Макс Абердам вздохнул.
— Мне нельзя много есть, — сказал он. — Сердце не качает как следовало бы. Но когда я вижу на столе еврейские блюда, то обо всем забываю. В этом смысле я похож на праотца Исаака. Когда Иаков подал Исааку блинчики, и пирожки с начинкой, и каше варничкес [16], Исаак прикинулся слепым и дал Иакову благословение вместо Исава [17]. Женщины, деньгами которых я управляю, все слегка влюблены в меня. Тут уж я ничего не могу поделать. Они потеряли мужей, детей, братьев и сестер. Многие из них слишком стары, чтобы снова выйти замуж. Человек должен кого-нибудь любить, несмотря на то, что он или она истаивает, как свеча. Что же, пусть я буду их жертвой. Не смотри на меня так: слава Богу, я не жиголо. Я приехал из их городов, из их мест. Я знал их семьи, говорю на их идише. К чему отрицать? Я тоже их люблю. Я из тех мужчин, которые влюбляются в каждую женщину от двенадцати до восьмидесяти девяти лет. Таким я был в юности, такой же и сегодня. Сколько неприятностей я пережил из-за этих влюбленностей и сколько причинил горя, знает только Тот, Кто сидит на седьмом небе и мучает нас. Я разговариваю с ними и рассказываю им сказки. Каждую из них я уверяю, что в моих глазах она все еще девочка. И это правда. Давно ли все они были молодыми? Только вчера. Некоторых из них я помню по довоенным временам, а с некоторыми я спал. Они не желают получать дивиденды по почте. Мне приходится вручать чек лично. Они хихикают и смущаются, как будто я их жених. Пойдем, тебе надо кой-кого увидеть.

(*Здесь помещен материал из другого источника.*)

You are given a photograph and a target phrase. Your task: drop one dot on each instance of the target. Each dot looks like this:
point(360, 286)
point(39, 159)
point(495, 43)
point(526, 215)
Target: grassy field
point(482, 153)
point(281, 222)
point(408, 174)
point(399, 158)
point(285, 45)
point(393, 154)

— Мне надо вернуться на работу.
— Никуда ты сегодня не пойдешь, даже если встанешь на голову. Твоя газета не погибнет из-за того, что тебя не будет полдня. Прежде всего я хочу представить тебя Приве. Она мое несчастье, но она — твой преданный читатель. Она читает все до последней строчки, под которой стоит твоя подпись. Мне приходится каждое утро покупать газету, иначе она вызовет демонов, чтобы превратить меня в груду костей. Когда я сказал ей утром, что увижу тебя и, возможно, приведу к нам, она была ужасно взволнована. Визит самого Аарона Грейдингера! Для нее ты только на одну ступеньку ниже Всемогущего. Она не раз говорила мне, что только ты удерживаешь ее в живых. Если бы не ты и твои писания, она бы давно покончила жизнь самоубийством, и я стал бы вдовцом. Поэтому ты должен пойти со мной. Кроме того, мне надо вручить сегодня чек одной из моих клиенток. Она тоже твоя читательница. Ты ее знаешь, она бывала в Клубе Писателей в Варшаве. Она была из тех, кого мы называли «литературным приложением».
— Как ее зовут?
— Ирка Шмелкес.
— Ирка Шмелкес жива! — воскликнул я.
— Да, она жива, если это можно назвать жизнью.
— А Юдл Шмелкес?
— Юдл Шмелкес печет бублики в раю.
— Ну, сегодня определенно день сюрпризов.
— Ирка говорила мне, что написала тебе письмо, на которое ты не ответил. Ты не отвечаешь на письма. Твоего имени нет в телефонной книге. Почему, в самом деле, ты прячешься?